When you have decided on your treatment plan, it is important to stick with it and persevere, even if the process may seem difficult at first and your progress slow. Recovery does not happen over-night - so take small steps and be patient with yourself! Try to include some of the following coping tips in your daily life:

  • Don’t use alcohol or illicit drugs to help get you through a social situation. It is a temporary means of coping that has long lasting and destructive consequences. Regular use of alcohol can even worsen the symptoms of anxiety in the long run.
  • Practice relaxation and deep-breathing exercises when you are alone. Once you are comfortable with these techniques you can start using them in situations when you start to feel anxious.

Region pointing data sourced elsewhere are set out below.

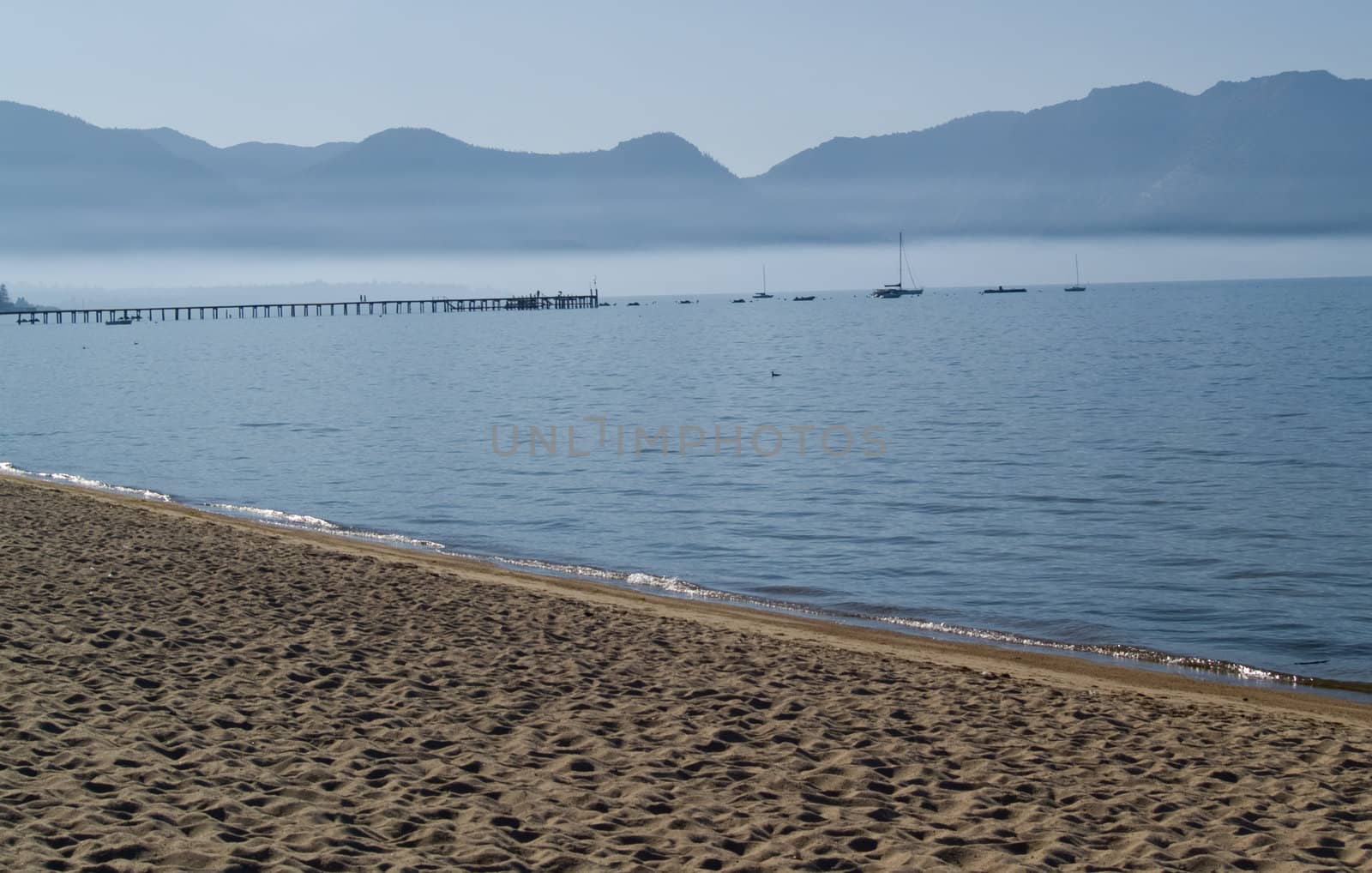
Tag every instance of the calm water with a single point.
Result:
(1184, 468)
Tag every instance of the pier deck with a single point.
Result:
(203, 312)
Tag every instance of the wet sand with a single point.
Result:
(184, 690)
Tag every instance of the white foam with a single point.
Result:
(276, 515)
(10, 470)
(309, 522)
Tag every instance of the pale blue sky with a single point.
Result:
(749, 82)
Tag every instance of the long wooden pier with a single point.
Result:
(106, 315)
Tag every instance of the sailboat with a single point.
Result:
(1076, 286)
(888, 292)
(763, 295)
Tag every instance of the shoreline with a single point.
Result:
(190, 690)
(1022, 660)
(1122, 655)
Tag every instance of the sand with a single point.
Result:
(190, 692)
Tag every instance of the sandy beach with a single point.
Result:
(183, 690)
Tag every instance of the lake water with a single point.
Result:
(1172, 470)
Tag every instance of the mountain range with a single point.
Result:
(1271, 155)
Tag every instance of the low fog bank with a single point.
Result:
(955, 264)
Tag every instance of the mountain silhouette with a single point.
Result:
(1271, 155)
(1280, 153)
(246, 161)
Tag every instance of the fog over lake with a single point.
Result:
(134, 278)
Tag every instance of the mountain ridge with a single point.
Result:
(1271, 154)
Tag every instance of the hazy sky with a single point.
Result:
(748, 82)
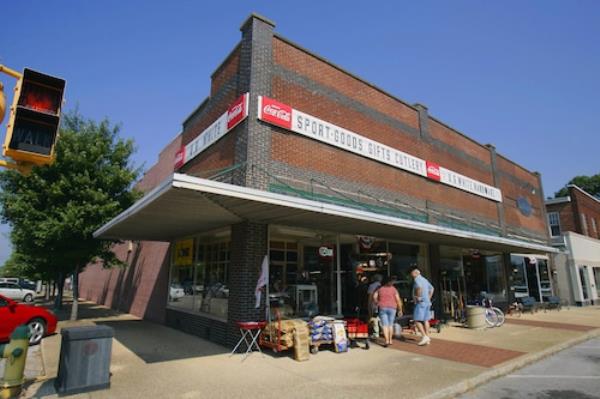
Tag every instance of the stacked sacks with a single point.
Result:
(321, 329)
(283, 331)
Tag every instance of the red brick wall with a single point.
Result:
(229, 68)
(141, 287)
(589, 207)
(512, 190)
(447, 147)
(565, 215)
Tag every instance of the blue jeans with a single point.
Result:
(387, 316)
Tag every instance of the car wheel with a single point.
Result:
(37, 329)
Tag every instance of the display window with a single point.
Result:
(308, 276)
(469, 275)
(198, 282)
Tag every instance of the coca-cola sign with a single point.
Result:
(275, 112)
(237, 111)
(283, 115)
(433, 171)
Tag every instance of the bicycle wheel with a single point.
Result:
(491, 317)
(500, 316)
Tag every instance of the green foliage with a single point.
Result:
(55, 210)
(590, 184)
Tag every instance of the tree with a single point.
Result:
(55, 210)
(590, 184)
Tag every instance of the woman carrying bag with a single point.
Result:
(389, 303)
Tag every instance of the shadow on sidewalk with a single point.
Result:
(154, 343)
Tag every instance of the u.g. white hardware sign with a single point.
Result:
(237, 112)
(283, 115)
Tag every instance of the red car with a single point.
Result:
(40, 321)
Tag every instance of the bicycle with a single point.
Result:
(494, 317)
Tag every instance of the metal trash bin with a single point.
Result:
(475, 317)
(84, 359)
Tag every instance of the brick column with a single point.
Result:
(248, 247)
(253, 144)
(496, 180)
(423, 120)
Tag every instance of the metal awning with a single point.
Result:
(185, 205)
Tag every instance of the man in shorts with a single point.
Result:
(422, 293)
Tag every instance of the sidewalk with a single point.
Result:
(151, 360)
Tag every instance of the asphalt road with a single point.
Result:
(571, 374)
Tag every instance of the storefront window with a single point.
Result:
(545, 284)
(199, 275)
(496, 283)
(403, 258)
(182, 275)
(469, 274)
(519, 276)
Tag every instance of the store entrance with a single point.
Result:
(319, 268)
(532, 280)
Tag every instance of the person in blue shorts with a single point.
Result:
(422, 293)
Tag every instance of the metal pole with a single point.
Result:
(10, 72)
(339, 276)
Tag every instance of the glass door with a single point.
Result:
(533, 283)
(597, 279)
(584, 282)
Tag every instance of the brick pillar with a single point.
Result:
(248, 247)
(253, 144)
(496, 180)
(423, 120)
(435, 278)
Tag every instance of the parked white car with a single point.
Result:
(13, 291)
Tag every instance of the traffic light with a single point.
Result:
(32, 129)
(2, 102)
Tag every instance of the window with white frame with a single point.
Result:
(554, 222)
(584, 224)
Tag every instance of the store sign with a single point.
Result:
(282, 115)
(237, 112)
(433, 171)
(325, 252)
(184, 252)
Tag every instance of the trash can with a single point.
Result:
(475, 317)
(84, 359)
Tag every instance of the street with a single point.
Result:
(571, 374)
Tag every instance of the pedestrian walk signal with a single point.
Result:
(32, 129)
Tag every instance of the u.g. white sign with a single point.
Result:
(282, 115)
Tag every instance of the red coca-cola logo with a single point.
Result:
(433, 171)
(180, 158)
(276, 113)
(237, 112)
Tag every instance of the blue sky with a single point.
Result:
(521, 75)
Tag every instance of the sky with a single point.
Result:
(522, 75)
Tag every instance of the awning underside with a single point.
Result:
(185, 205)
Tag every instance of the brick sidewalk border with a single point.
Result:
(550, 324)
(478, 355)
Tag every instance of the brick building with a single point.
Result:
(337, 180)
(574, 229)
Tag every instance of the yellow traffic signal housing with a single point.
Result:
(2, 102)
(32, 129)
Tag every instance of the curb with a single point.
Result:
(473, 382)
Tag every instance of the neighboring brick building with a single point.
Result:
(336, 179)
(574, 227)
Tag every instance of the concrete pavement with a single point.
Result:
(151, 360)
(571, 374)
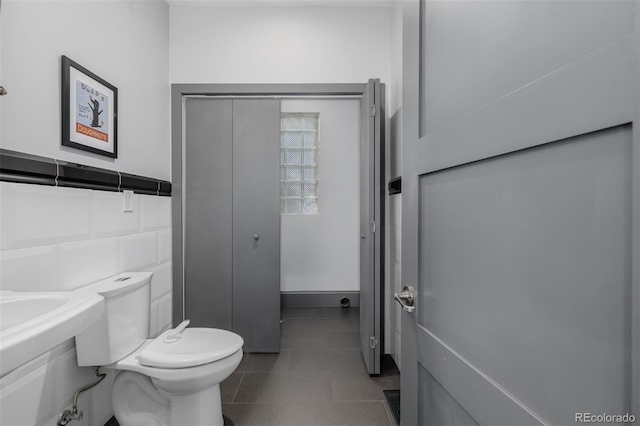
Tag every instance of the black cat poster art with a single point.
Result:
(89, 110)
(92, 112)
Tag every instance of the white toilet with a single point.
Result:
(173, 379)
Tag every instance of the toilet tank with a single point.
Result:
(125, 323)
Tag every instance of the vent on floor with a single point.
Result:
(393, 399)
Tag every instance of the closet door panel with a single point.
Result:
(256, 223)
(208, 212)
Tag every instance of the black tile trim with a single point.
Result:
(19, 167)
(395, 186)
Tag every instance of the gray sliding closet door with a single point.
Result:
(256, 223)
(208, 212)
(232, 218)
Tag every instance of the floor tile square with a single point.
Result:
(289, 313)
(264, 362)
(288, 387)
(326, 360)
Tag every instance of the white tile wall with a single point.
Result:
(63, 238)
(138, 252)
(164, 246)
(30, 400)
(161, 280)
(155, 213)
(164, 313)
(34, 215)
(84, 262)
(18, 273)
(108, 218)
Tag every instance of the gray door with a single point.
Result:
(521, 167)
(232, 218)
(208, 215)
(371, 224)
(256, 223)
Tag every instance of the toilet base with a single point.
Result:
(137, 402)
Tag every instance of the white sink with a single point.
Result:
(31, 323)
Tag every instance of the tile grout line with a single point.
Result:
(238, 388)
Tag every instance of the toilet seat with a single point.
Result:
(197, 346)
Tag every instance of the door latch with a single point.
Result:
(405, 298)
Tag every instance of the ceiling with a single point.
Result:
(332, 3)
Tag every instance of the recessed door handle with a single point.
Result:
(405, 298)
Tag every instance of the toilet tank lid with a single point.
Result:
(197, 346)
(120, 284)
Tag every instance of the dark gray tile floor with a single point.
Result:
(318, 378)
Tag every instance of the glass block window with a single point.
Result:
(299, 163)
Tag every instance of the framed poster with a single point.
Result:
(89, 111)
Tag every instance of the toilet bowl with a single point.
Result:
(173, 379)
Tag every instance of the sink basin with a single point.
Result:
(31, 323)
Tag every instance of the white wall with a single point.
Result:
(279, 44)
(61, 238)
(321, 252)
(132, 54)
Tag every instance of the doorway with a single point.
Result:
(372, 101)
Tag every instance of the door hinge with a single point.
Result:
(373, 342)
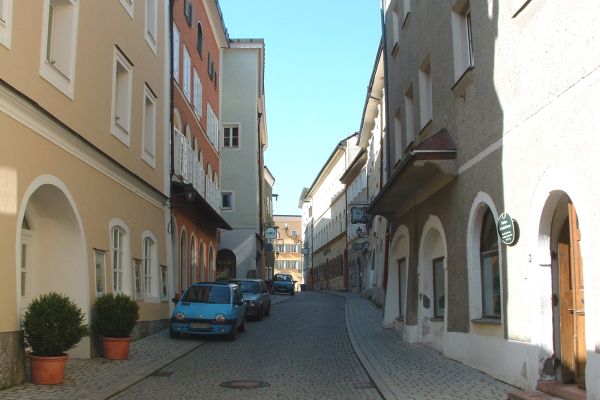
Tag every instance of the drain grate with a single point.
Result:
(364, 385)
(162, 373)
(244, 384)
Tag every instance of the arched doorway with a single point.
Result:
(52, 256)
(568, 293)
(226, 265)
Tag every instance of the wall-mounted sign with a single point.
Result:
(270, 233)
(508, 229)
(358, 215)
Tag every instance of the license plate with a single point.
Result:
(197, 325)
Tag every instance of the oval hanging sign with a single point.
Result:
(508, 230)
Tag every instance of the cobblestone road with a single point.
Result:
(302, 350)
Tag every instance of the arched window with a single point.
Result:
(490, 267)
(183, 271)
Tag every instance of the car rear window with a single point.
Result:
(207, 294)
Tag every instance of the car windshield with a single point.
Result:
(249, 287)
(207, 294)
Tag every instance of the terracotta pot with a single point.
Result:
(115, 348)
(48, 370)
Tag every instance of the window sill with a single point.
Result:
(487, 321)
(463, 81)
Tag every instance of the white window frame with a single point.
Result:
(62, 77)
(425, 93)
(176, 47)
(122, 283)
(149, 127)
(231, 196)
(462, 39)
(229, 137)
(121, 124)
(187, 74)
(197, 101)
(150, 266)
(6, 23)
(128, 5)
(152, 24)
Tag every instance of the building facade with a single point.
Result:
(198, 38)
(85, 154)
(479, 97)
(242, 155)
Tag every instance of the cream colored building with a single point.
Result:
(83, 160)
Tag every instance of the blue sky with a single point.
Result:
(319, 55)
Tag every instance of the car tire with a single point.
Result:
(234, 331)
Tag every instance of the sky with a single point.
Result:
(319, 55)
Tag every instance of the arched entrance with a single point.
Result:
(52, 251)
(568, 293)
(226, 265)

  • Avoid stimulants like alcohol, drugs, caffeine and foods high in sugar as these all increase the likelihood of anxiety and panic attacks.
  • Exercise regularly as this helps burn up stress-related chemicals such as adrenaline while releasing happiness-inducing endorphins.
  • Create small obtainable goals, such as making eye contact during a conversation, initiating a greeting, or complimenting someone. Start small and reward yourself as you achieve these goals.
  • Live a healthy life-style that includes a balanced diet, enough sleep and relaxation time, as well as exercise. Low blood sugar levels and even sleep deprivation can both worsen anxiety symptoms.
  • Get support from others. Share your thoughts and concerns with family, close friends or a support group. Even though joining a support group may sound daunting, it will offer you the opportunity to meet people who know and understand what you are going through.